I don't mind working with them by default, because if they can help me find a project to work on that I would enjoy, I'm more than happy for them to take a cut of the pay. I simply look at it as a commission that I might otherwise have to pay a sales person.
Sure, I'd rather have companies come directly to me or find these opportunities myself, but I'm only one human and there's no way I can know about all the great opportunities out there - nor can I expect everyone to know who I am.
The problem though is that a LOT of recruiters are absolutely terrible at their jobs, and only a few are really great at it. This surprises me though because there seems to be a really great opportunity for people who are genuinely interested in working in that profession.
The problem most recruiters (and recruiting agencies) have is that they haven't changed the way they're doing business. Most of them seem to think that their job is to cast a wide net, pull in a bunch of resumes, sort through them, and pick out the ones they think their client may like.
The problem with this approach is that they're simply acting as middlemen. The value they're bringing is acting as a collector and a filter. I suppose this is still working a little bit right now - but it won't for much longer.
I had two completely different experiences with recruiters recently that have had me thinking about this a lot. One recruiter brought me into their office to talk about a project with a company in Chicago. After a pretty good conversation, he brought in the "account rep", who is the person that manages the relationship with the client and she started looking at my resume.
I should point out that I never only send someone my resume. In fact, I try not to send a resume at all but sometimes I give in. When that happens, I always send a link to my bio so they can check out my blog, the apps I've made, my company, my podcast, etc. Admittedly, my resume is probably pretty terrible, and it likely reflects my belief in their value.
The first thing she said was something like: "you know Andrew, when I look at your resume I get all confused. I mean, the first thing I see on here is 'founder' and I don't know - that says entrepreneur to me and my client needs a project manager - not an entrepreneur."
Apparently, never-mind the fact that the company I started was a project management company. She went on to show me an example of a resume she worked on for what their client would want to see. IT WAS AN 8 PAGE RESUME!
So I asked them, you know that link I sent you, did you click on it? Answer: no. So you haven't seen my blog? No. You haven't looked at the companies I started? No. You haven't seen any of the applications I've made? Nope. Not the Android one? No. Not the Rails app? Nope. How about Duarlander, you know, the application testing service? Nope, not that either. Did you take 20 seconds to even Google my name? No.
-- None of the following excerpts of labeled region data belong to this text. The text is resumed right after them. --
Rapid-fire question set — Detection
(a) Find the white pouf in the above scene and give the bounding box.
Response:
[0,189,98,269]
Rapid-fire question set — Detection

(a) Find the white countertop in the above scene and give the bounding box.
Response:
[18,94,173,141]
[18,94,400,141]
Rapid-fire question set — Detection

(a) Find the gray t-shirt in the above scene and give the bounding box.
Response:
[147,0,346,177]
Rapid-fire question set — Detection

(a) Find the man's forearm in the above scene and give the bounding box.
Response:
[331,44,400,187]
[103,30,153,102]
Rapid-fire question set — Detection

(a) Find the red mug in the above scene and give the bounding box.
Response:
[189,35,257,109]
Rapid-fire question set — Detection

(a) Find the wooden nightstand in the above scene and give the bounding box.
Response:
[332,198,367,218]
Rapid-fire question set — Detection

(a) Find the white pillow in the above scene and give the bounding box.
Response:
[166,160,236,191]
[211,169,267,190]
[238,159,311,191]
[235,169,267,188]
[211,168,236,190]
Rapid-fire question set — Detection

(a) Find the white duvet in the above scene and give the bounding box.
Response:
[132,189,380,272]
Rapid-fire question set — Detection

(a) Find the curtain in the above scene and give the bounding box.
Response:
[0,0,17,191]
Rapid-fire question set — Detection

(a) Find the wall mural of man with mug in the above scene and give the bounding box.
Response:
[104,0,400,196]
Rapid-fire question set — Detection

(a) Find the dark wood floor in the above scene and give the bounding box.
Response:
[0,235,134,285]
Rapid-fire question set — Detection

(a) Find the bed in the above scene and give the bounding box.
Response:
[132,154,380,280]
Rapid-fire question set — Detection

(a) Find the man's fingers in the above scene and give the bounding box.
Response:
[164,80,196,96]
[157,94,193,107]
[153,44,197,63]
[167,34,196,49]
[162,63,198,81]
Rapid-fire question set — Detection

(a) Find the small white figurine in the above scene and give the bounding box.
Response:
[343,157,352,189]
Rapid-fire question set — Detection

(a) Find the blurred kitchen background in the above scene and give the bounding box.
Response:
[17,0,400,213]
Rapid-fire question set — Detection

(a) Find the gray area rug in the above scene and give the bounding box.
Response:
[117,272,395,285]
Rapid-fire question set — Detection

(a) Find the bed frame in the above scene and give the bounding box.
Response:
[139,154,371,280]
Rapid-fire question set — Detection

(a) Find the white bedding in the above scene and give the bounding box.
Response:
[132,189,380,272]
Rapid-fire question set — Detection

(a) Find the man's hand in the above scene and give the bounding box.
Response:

So you mean to tell me that you brought me out of my office, into your office, losing an entire half day of productivity to meet with you and you didn't even take the time to get to know me at all? Yep, that's right. Keep in mind, this isn't a hiring manager with 1,000 other things on their plate. It's their job to find people for their clients.
That is a bad recruiter, they insulted me, and it's what almost everyone in the industry does.
Contrast this with another person I've been working with, and who's project I'm joining. Before even speaking with me, they talked to someone else that I've worked with, they checked out my experience, they looked at some of the applications I've made, and based on that, they thought I may be interested in, and be a good fit for, their project.
Turns out, they were right. It's a great project and I'm thrilled to be working on it and it's going to be really interesting for me.
So here's the lesson I think a lot of recruiters should take. Don't think of yourself as a recruiter; think of yourself as an agent. Can you imagine a sports agent representing a ball player without knowing their batting average, or on-base percentage, or number of home runs they've hit?
Of course not.
If all you're doing is shuffling resumes around, you are becoming more irrelevant with every minute that passes. And, by the way, you're doing a huge disservice to the company's that have hired you.
But, if you're getting to know some great people, understanding what their interests are, and matching them with opportunities that they'd be interested in that they might not otherwise know about, you'll rise to the top as the rest of your industry crumbles.